Autant d’exemples illustrant les diverses étapes qui ont jalonné l’histoire de la participation de l’Église orthodoxe russe aux travaux du COE et qui prouvent qu’à plusieurs reprises, de profondes difficultés ont pu être résolues.

«L’époque que nous vivons aujourd’hui est très difficile. Toutefois, ces difficultés ne proviennent pas des Églises, mais du contexte politique et ce contexte représente actuellement un danger extrême. Aujourd’hui, les Églises ne doivent pas alimenter le feu. Au contraire, nous devons faire tout ce qui est en notre pouvoir pour éteindre le feu. À cet égard, le Conseil œcuménique des Églises a un rôle très important à jouer. Selon moi, le COE adopte aujourd’hui la seule posture adéquate, à la fois active et neutre, sans prendre parti politiquement dans ce conflit. Les Églises ont, par leur nature même, le potentiel d’œuvrer en faveur de la paix. Si une Église venait à agiter le fanion de la guerre et appeler à la confrontation, elle agirait contre sa nature».

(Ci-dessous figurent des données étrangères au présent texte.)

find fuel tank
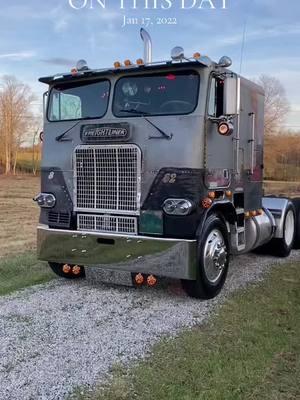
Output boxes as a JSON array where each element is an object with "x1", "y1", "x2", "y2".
[{"x1": 244, "y1": 208, "x2": 275, "y2": 252}]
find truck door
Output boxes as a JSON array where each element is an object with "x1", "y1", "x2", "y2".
[{"x1": 204, "y1": 75, "x2": 233, "y2": 189}]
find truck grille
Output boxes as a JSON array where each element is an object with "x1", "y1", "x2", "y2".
[
  {"x1": 74, "y1": 145, "x2": 141, "y2": 215},
  {"x1": 77, "y1": 214, "x2": 138, "y2": 235}
]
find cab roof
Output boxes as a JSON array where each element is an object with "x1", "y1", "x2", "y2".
[{"x1": 39, "y1": 58, "x2": 213, "y2": 85}]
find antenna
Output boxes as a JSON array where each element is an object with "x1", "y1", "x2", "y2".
[
  {"x1": 239, "y1": 17, "x2": 247, "y2": 74},
  {"x1": 239, "y1": 0, "x2": 254, "y2": 74}
]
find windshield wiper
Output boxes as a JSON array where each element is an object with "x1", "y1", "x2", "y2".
[
  {"x1": 145, "y1": 118, "x2": 173, "y2": 140},
  {"x1": 119, "y1": 108, "x2": 151, "y2": 116},
  {"x1": 56, "y1": 120, "x2": 81, "y2": 142},
  {"x1": 119, "y1": 109, "x2": 173, "y2": 140}
]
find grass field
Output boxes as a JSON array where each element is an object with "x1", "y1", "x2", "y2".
[
  {"x1": 0, "y1": 252, "x2": 55, "y2": 296},
  {"x1": 73, "y1": 262, "x2": 300, "y2": 400},
  {"x1": 0, "y1": 175, "x2": 56, "y2": 294},
  {"x1": 0, "y1": 175, "x2": 40, "y2": 259}
]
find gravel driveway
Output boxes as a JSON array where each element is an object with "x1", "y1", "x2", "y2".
[{"x1": 0, "y1": 251, "x2": 299, "y2": 400}]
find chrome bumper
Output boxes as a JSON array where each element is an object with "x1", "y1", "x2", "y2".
[{"x1": 37, "y1": 225, "x2": 197, "y2": 280}]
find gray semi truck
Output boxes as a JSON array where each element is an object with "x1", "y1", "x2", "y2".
[{"x1": 35, "y1": 29, "x2": 299, "y2": 299}]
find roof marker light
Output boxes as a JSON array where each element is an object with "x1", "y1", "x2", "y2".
[
  {"x1": 71, "y1": 67, "x2": 78, "y2": 76},
  {"x1": 76, "y1": 59, "x2": 89, "y2": 71}
]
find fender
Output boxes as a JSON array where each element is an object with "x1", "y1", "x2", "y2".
[{"x1": 195, "y1": 201, "x2": 237, "y2": 239}]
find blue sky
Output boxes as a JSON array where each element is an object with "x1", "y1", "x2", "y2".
[{"x1": 0, "y1": 0, "x2": 299, "y2": 129}]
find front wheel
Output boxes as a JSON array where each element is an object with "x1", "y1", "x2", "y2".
[{"x1": 182, "y1": 214, "x2": 230, "y2": 299}]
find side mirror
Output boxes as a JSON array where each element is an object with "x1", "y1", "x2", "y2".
[
  {"x1": 223, "y1": 75, "x2": 240, "y2": 116},
  {"x1": 43, "y1": 91, "x2": 48, "y2": 118}
]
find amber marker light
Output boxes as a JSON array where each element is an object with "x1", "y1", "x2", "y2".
[
  {"x1": 62, "y1": 264, "x2": 71, "y2": 274},
  {"x1": 114, "y1": 61, "x2": 122, "y2": 68},
  {"x1": 208, "y1": 191, "x2": 216, "y2": 199},
  {"x1": 244, "y1": 211, "x2": 250, "y2": 218},
  {"x1": 135, "y1": 273, "x2": 144, "y2": 285},
  {"x1": 136, "y1": 58, "x2": 144, "y2": 65},
  {"x1": 124, "y1": 59, "x2": 132, "y2": 66},
  {"x1": 218, "y1": 121, "x2": 234, "y2": 136},
  {"x1": 193, "y1": 52, "x2": 201, "y2": 59},
  {"x1": 71, "y1": 67, "x2": 78, "y2": 76},
  {"x1": 72, "y1": 265, "x2": 81, "y2": 275},
  {"x1": 225, "y1": 190, "x2": 232, "y2": 198},
  {"x1": 202, "y1": 197, "x2": 213, "y2": 209},
  {"x1": 147, "y1": 275, "x2": 157, "y2": 287},
  {"x1": 250, "y1": 210, "x2": 257, "y2": 217}
]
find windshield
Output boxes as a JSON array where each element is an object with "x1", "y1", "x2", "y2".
[
  {"x1": 48, "y1": 79, "x2": 110, "y2": 121},
  {"x1": 113, "y1": 70, "x2": 199, "y2": 117}
]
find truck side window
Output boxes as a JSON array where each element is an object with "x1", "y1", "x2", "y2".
[{"x1": 208, "y1": 77, "x2": 224, "y2": 117}]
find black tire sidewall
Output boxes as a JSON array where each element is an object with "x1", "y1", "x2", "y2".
[{"x1": 291, "y1": 198, "x2": 300, "y2": 249}]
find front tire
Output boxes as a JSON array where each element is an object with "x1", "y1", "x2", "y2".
[{"x1": 182, "y1": 214, "x2": 230, "y2": 299}]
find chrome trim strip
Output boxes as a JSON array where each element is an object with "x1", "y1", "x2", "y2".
[{"x1": 37, "y1": 224, "x2": 195, "y2": 243}]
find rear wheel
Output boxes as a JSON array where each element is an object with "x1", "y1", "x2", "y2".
[
  {"x1": 268, "y1": 205, "x2": 296, "y2": 257},
  {"x1": 291, "y1": 198, "x2": 300, "y2": 249},
  {"x1": 182, "y1": 214, "x2": 229, "y2": 299},
  {"x1": 48, "y1": 262, "x2": 85, "y2": 279}
]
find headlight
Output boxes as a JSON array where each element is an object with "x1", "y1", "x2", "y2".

«Je qualifierais la crise internationale actuelle de dangereuse, sans pour autant l’être davantage que d’autres crises que nous avons traversées par le passé. Les Églises ont déjà eu à affronter des crises ensemble. J’ai bon espoir que nous pourrons exercer une influence positive sur la situation politique grâce au dialogue, à la fraternité et à la coopération», a déclaré Sa Sainteté le patriarche Cyrille de Moscou et de toute la Russie, avant d’ajouter: «Que Dieu vienne en aide aux Églises chrétiennes qui ont coopéré par le passé afin qu’elles puissent continuer à le faire aujourd’hui et porter un témoignage commun au monde, en résistant à la tentation de prendre part à toute force politique».